Although ring companies still employ campus representatives, they have begun pointing students toward the Internet, where "configurators" enable would-be buyers to design rings and view the results before committing. Product developers attend jewelry and accessory trade shows to plug into the latest fads, then incorporate them into designs.

"I joke that our slogan should be 'Bling-bling, buy a class ring,'" says Deb Gabor, director of retail marketing for ArtCarved, which sells school rings in jewelry stores.

When you throw in the hundreds of ring options -- from color, cut and adornment of the stone to type of metal and style of ring -- it can make flipping through a half-pound ring catalogue about as much fun as cramming for the SAT. And although price remains an issue for some students, relevance may be a bigger one, educators and people in the industry say. Being true to one's school is increasingly taking a back seat to being true to oneself.

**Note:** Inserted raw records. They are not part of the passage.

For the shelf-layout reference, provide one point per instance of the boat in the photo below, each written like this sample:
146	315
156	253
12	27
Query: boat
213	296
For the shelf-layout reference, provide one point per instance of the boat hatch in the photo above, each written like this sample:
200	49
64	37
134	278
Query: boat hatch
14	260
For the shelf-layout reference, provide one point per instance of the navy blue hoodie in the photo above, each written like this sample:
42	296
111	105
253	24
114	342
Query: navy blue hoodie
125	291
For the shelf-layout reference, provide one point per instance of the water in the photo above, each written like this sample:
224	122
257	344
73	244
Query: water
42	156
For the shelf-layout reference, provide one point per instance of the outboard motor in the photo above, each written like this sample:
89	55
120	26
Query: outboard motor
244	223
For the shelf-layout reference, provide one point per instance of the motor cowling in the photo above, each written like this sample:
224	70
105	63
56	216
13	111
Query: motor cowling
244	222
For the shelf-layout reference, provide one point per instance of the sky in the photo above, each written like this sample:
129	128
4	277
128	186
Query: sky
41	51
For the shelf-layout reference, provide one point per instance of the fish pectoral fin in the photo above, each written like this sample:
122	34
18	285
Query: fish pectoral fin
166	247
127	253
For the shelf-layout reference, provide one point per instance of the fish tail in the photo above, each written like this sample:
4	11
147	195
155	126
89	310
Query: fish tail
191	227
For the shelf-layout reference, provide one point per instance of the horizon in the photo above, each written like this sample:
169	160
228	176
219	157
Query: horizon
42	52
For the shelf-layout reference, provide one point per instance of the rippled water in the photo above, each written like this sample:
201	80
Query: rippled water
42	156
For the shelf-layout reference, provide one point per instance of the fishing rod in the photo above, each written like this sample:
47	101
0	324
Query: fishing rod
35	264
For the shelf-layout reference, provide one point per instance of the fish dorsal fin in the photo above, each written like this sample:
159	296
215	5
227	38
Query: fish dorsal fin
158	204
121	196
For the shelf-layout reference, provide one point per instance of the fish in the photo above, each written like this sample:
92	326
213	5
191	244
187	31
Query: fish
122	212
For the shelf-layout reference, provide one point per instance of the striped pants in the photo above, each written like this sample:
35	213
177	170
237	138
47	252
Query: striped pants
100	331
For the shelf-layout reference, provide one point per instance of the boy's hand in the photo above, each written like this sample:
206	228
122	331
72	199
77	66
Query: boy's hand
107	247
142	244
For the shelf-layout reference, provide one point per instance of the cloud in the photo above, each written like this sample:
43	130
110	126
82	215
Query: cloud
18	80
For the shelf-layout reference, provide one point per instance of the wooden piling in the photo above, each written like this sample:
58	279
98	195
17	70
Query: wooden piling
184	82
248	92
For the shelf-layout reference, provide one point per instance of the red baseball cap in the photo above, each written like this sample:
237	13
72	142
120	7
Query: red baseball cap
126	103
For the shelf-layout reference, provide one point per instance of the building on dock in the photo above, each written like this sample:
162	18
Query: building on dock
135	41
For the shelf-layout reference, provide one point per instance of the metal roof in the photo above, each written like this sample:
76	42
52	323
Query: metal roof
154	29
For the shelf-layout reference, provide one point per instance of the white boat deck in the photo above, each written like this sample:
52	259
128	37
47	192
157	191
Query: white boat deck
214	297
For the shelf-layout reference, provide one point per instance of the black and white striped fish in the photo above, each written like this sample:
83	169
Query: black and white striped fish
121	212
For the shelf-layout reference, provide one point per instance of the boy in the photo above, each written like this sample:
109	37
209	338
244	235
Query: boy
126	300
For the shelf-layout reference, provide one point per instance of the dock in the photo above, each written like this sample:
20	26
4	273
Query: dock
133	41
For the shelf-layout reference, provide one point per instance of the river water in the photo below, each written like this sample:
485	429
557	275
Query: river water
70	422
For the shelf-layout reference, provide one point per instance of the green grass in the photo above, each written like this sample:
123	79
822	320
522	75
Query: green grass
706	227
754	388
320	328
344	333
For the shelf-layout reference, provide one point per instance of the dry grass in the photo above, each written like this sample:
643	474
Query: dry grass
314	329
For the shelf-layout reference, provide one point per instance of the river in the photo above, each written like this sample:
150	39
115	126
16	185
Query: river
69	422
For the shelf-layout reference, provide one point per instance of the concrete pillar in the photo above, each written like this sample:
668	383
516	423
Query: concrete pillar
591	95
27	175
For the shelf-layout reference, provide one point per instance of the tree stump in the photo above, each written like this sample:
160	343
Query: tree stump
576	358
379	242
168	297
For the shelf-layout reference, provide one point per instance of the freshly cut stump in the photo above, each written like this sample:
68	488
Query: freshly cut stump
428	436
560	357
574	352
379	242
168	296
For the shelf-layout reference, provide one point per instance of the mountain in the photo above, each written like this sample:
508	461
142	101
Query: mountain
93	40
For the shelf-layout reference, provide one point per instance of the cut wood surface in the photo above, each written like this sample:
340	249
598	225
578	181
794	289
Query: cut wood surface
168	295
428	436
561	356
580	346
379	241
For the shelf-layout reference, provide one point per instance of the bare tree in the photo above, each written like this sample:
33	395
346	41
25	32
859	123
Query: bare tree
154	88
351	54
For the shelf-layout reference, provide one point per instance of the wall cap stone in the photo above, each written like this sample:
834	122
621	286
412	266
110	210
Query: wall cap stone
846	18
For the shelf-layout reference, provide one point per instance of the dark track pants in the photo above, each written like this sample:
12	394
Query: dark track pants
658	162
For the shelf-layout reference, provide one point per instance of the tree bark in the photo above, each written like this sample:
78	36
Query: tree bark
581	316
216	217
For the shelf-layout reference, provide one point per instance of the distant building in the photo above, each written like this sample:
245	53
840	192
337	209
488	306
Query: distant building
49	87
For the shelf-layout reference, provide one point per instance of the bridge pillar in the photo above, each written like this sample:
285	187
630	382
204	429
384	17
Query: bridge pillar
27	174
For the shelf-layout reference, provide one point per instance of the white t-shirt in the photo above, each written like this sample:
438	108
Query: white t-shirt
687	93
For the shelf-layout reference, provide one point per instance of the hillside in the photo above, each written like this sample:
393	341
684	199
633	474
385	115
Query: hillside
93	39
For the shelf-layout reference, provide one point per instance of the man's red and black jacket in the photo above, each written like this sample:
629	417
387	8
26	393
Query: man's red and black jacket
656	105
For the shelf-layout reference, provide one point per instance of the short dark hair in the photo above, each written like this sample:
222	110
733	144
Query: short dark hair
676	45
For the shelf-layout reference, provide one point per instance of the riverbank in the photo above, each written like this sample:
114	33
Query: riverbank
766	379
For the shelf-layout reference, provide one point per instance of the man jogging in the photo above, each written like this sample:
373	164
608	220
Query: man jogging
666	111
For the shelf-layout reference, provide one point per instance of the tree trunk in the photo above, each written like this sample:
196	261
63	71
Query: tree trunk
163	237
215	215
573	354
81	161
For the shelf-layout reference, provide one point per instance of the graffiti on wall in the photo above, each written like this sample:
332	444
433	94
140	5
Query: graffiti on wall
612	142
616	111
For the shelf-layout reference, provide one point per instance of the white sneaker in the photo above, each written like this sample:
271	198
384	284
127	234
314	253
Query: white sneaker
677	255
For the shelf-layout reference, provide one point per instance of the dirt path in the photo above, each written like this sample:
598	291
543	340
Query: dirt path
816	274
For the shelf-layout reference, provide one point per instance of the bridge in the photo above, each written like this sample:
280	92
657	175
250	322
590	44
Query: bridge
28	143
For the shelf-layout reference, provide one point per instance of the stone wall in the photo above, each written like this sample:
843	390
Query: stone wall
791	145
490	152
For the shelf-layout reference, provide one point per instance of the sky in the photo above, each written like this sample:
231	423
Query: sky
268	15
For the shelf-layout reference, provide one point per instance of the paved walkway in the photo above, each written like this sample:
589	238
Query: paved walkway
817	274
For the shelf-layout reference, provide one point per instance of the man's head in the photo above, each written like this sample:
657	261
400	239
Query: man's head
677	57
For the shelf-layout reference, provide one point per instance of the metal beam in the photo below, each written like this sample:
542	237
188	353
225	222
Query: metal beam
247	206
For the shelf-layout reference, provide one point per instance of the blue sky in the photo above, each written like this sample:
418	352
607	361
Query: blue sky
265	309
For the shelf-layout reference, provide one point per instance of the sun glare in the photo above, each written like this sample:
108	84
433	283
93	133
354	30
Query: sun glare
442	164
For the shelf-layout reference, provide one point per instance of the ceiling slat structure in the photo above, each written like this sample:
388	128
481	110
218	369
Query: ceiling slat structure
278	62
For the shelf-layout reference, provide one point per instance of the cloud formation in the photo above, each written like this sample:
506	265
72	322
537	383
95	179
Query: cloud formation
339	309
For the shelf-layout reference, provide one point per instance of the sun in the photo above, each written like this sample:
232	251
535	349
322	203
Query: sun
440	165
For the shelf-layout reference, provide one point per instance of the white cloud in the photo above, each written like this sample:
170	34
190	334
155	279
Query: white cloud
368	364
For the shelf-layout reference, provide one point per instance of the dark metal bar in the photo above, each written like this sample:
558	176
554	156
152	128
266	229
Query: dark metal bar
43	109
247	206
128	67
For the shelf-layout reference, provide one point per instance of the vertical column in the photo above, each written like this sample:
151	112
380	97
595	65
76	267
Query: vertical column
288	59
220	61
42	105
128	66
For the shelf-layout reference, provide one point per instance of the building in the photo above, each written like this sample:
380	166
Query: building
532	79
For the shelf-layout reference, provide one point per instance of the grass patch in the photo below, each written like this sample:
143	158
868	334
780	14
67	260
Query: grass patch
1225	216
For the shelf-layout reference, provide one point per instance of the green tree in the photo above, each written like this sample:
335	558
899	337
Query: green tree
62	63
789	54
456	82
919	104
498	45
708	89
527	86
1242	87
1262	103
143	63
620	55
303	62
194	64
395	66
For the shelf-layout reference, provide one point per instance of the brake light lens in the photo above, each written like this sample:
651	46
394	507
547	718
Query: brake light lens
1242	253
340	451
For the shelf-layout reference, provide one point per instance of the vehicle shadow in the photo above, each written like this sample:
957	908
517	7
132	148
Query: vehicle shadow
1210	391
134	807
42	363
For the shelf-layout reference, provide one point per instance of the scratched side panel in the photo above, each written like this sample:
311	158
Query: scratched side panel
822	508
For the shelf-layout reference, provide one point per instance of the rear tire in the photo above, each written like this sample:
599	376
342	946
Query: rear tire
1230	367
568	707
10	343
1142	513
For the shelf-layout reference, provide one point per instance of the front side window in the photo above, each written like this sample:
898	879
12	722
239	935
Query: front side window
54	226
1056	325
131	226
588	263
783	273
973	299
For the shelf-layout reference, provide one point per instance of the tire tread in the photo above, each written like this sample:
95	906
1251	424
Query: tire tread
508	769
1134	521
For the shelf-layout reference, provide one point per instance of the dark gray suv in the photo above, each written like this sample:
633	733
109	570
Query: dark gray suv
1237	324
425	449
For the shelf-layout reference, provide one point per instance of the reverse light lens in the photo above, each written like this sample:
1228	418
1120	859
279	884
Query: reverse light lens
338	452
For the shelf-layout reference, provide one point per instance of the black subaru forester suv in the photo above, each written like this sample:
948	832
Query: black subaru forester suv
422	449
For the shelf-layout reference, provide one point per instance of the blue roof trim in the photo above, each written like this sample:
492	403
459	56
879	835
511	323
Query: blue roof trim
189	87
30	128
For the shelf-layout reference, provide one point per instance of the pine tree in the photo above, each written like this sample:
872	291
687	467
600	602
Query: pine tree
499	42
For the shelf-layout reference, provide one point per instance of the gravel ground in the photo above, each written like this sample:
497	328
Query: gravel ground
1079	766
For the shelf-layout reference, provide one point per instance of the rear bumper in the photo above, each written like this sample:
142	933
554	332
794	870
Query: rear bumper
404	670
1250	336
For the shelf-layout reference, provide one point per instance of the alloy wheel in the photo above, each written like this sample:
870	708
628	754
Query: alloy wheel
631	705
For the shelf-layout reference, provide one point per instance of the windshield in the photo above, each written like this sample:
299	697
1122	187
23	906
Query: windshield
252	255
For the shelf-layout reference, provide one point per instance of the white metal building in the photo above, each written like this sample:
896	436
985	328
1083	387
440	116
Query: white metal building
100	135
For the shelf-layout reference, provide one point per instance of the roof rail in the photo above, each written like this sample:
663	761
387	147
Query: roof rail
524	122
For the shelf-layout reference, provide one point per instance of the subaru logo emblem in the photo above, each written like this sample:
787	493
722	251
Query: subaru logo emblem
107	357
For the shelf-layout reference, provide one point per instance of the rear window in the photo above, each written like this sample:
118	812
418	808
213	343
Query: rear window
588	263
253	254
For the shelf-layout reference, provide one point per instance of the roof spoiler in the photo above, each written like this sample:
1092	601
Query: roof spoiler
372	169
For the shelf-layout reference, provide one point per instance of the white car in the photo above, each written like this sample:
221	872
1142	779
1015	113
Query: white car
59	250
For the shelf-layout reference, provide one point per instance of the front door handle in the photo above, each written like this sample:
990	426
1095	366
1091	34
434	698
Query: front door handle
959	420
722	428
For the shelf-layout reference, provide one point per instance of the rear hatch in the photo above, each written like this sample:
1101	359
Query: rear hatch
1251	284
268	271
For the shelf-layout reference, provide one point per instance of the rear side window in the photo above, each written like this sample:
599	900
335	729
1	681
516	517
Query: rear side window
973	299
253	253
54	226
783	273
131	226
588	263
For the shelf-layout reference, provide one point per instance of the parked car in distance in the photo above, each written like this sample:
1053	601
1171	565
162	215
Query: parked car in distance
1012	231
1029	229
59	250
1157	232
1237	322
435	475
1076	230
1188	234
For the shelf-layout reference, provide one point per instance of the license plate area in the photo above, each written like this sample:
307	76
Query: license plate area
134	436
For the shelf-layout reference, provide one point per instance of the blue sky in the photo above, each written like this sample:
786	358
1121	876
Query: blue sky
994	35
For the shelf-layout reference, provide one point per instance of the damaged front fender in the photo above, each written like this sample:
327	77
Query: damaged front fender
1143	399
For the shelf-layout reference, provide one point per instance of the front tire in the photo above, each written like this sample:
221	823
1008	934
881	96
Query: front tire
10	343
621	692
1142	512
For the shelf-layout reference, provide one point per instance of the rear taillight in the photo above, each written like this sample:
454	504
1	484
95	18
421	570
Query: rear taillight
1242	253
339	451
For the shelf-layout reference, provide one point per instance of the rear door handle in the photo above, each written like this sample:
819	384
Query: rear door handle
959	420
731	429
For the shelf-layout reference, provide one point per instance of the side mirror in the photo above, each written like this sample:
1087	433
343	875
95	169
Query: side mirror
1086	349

"We are kind of losing touch with the idea of a ring bringing a class together as a unit. With the ring evolving into me-me-me product design, the school is less and less a part of the process," says Kean Chan, product manager for Austin-based Balfour, one of the big three companies that sell rings on campuses.

A few schools, especially more traditional private ones, are moving back to the one-ring concept, which they see as more unifying, Chan and others say. Ring companies are also dealing with a backlash over too much choice by streamlining catalogues and pricing structures that can seem as complicated as calculus.

The equation was simpler before the mid-1970s, when "activity panels" and fashion rings that bore little resemblance to their traditional counterparts were introduced by ArtCarved, which is owned by the same company as Balfour.

"Those designs led to one-upmanship, and it kind of got out of hand," Chan says. "Once the genie is out of the bottle, you can't put it back in. Who doesn't want choice?"

About half the nation's students purchase a class ring, according to industry estimates. That's down about 15 percent from a decade ago, says Chan. Given prom bids, grad night, senior portraits and graduation announcements, "the price of being a senior is astronomical," says Jon Lyons, the student-body adviser at Pasadena High School in California. "Some do say, 'I'd rather have a ring than go to the prom.' It's a series of choices students and parents have to make."

With the average cost of a ring about $250 to $275, one of the first expenses to go may be a piece of jewelry whose post-graduation destination is the sock drawer.

When students buy rings, educators say, they often try to save money by choosing a less costly nonprecious metal while still going all out to personalize it.

The demand for personalization can be traced to the proliferation of campus activities over the past 50 years, according to Jostens, a ring manufacturer based in Minneapolis. It's not unusual for a school to offer 20 sports activities, plus band, choir, drama and other groups, says Tim Larson, vice president of marketing for Jostens, which sold its first class ring in 1921.

"We live in a customized and personalized society. All you have to do is listen to all of the cell phone rings. Everyone wants to have some uniqueness and be a part of the group," says Rich Stoebe, director of communications for Jostens.

By regarding rings as self-expression, students are redefining them, manufacturers say.

Requests for symbols of faith, from a cross to a Psalm, are increasing. Many appear on rings for home-schooled children, with "Deus Veritas Familia" (God, truth, family) or "Home Education" circling the stone where the high school name would be. Since ArtCarved introduced a home-school line in 2000, sales have increased 25 percent.

Sports that usually don't offer a varsity letter -- from kayaking and windsurfing to martial arts and motocross -- have also become insignias on rings.

To capitalize on what Gabor calls the "super hot" personalization trend reflected in Tiffany initial necklaces and personalized handbags, ArtCarved came up with a line last year that turns a student's experience into a mini-tribute.

"You can take the personalization all the way down to the position you played and the jersey number you wore in a sport," Gabor says. "You weren't just in the band, you were first chair. You weren't just a cheerleader, you were captain."

The "bling-bling factor" is manifested in diamonds or other stones that pop up as the zeroes in class years, she says. Jostens has a new line that allows students to incorporate stones in their names.

Not your father's high school ring: Though traditional styles can still be had -- and are sometimes favored at private schools -- the latest generation includes a variety of stones and designs that express the wearer's personal interests.